Do you own animals so that they can get a job done?
It’s always a good reminder to have a conversation with someone from another country who has animals for different reasons than I do. I give my animals jobs. But my dogs aren’t full-time watch dogs! Sure, if I’m alone at home, I don’t correct them for letting out one growl if they hear a bad noise outside. But that rarely happens… While waiting in line at an office yesterday, I talked to a man from Istanbul. He started a conversation with me because I had my big poodle with me whom I’m developing as a guide dog for the blind.
We talked about animals for quite a while. He kept saying things like:
“My dog back home – people change to the opposite side of the street when they walk by our house, because they’re so afraid of him. He’s big. Such a good dog. Really strong and aggressive – nice to me though! But he growls at anyone coming by my place.”
When I talk with people who drop these kinds of comments about their dogs, I take it with a pinch of salt. He raised that dog to be a ferocious guard dog because he has a farm and he mentioned that his neighbors were no-good people. It would be different if he didn’t want his dog to be a guard dog and the dog barked at people anyway. I never allow my pack to bark like that. But for this man, it’s culturally different. In many places (especially places with farm dogs), if the dog doesn’t bark and act as a great guard dog, they give him away.
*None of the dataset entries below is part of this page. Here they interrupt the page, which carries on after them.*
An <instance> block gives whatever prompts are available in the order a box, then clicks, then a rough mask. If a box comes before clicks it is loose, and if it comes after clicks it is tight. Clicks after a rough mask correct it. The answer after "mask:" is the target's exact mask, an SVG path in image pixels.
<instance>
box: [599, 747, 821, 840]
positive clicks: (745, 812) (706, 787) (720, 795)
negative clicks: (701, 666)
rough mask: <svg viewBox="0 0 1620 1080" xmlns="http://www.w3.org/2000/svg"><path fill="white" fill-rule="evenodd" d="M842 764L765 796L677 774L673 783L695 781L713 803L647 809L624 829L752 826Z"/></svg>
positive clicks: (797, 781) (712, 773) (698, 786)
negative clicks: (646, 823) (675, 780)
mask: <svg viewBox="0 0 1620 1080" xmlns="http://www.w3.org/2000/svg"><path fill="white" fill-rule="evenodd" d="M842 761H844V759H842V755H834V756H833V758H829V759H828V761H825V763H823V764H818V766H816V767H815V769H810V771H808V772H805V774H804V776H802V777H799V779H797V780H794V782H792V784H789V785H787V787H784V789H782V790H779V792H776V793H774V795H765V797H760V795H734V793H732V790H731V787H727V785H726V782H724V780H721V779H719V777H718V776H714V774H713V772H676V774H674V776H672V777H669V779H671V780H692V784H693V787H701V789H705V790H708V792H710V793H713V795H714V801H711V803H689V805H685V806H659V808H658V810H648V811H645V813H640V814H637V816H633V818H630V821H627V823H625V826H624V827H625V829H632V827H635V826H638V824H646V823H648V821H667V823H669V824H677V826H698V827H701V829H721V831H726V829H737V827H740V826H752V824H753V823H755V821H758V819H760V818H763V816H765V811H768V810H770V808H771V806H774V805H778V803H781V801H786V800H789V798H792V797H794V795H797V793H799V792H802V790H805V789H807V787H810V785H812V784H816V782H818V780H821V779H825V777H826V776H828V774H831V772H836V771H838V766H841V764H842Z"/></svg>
Horses are also still used on farms – naturally. Whereas in a “main stream” situation, dogs and horses are bought as “recreational”. We buy them so that we can have a great relationship with them, have fun, teach them things…
I love comparing the many different worlds domesticated animals live in – some better than others. Even though I wouldn’t want my dogs to act the way the dog in Istanbul acts, I don’t really frown on the situation. The dog has a job to do, and that’s the only reason he’s there. It puts a twist on how we view our animals and reminds us of how we evolved together in the first place: trading food and shelter for work.